Time (hours)	0	2.4	24	120
Concentration (g/l)	0.608	0.651	0.643	0.696
% of initial	100	107	106	114

Result: Less than 10% hydrolysis after 5 days at 50°C, equivalent to a half life greater than a year at 25°C

pH 9 at 50°C ± 0.5°C

Time (hours)	0	2.4	24	120
Concentration (g/l)	0.829	0.783	0.668	0.399
% of initial	100	94	81	48

Result: test material oxidises over time; estimation of hydrolytic half life not possible

Validity criteria fulfilled:

yes

Conclusions:

The estimated half-life at 25 °C for the test item at pH 4 and 7 has been determined to be greater than a year. It was not possible to estimate a half-life at pH 9.

Executive summary:

Method

The determination was carried out using Method C7 Abiotic Degradation, Hydrolysis as a Function of pH of Commission Directive 92/69/EEC.

The test system uses sterile buffer solutions at pH’s 4.0, 7.0 and 9.0.

Discussion

The test item was determined to be hydrolytically stable at pH 4 and 7. At pH 9 oxidation of the test material occurred despite efforts to exclude oxygen at all times from the test media and no estimate of half life could be made.

Conclusion

The estimated half-life at 25 °C for the test item at pH 4 and 7 has been determined to be greater than a year. It was not possible to estimate a half-life at pH 9.

Description of key information

The estimated half-life at 25 °C for the test item at pH 4 and 7 has been determined to be greater than a year. It was not possible to estimate a half-life at pH 9.
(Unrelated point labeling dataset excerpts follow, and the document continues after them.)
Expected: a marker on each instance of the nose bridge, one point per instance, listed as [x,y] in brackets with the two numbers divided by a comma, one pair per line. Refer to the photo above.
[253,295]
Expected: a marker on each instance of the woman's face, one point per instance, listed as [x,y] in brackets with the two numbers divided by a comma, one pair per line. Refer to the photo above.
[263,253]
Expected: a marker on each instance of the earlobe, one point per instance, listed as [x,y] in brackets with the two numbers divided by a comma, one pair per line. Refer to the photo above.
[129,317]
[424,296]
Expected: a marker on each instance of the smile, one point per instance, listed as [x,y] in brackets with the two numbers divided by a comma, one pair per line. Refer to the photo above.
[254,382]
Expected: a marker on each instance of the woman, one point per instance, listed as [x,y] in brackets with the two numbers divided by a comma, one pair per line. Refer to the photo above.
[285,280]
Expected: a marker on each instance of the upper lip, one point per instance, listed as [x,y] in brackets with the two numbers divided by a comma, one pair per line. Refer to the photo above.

Key value for chemical safety assessment

Half-life for hydrolysis:

1 yr

at the temperature of:

25 °C

Additional information

The determination was carried out using Method C7 Abiotic Degradation, Hydrolysis as a Function of pH of Commission Directive 92/69/EEC.

 

The test system uses sterile buffer solutions at pH’s 4.0, 7.0 and 9.0.

Results at pH 4 and pH 7 showed less than 10% hydroysis after 5 days at 50°C, equivalent to a half-life greater than 1 year. At pH 9 oxidation of the test material occurred despite efforts to exclude oxygen at all times from the test media and no estimate of half life could be made.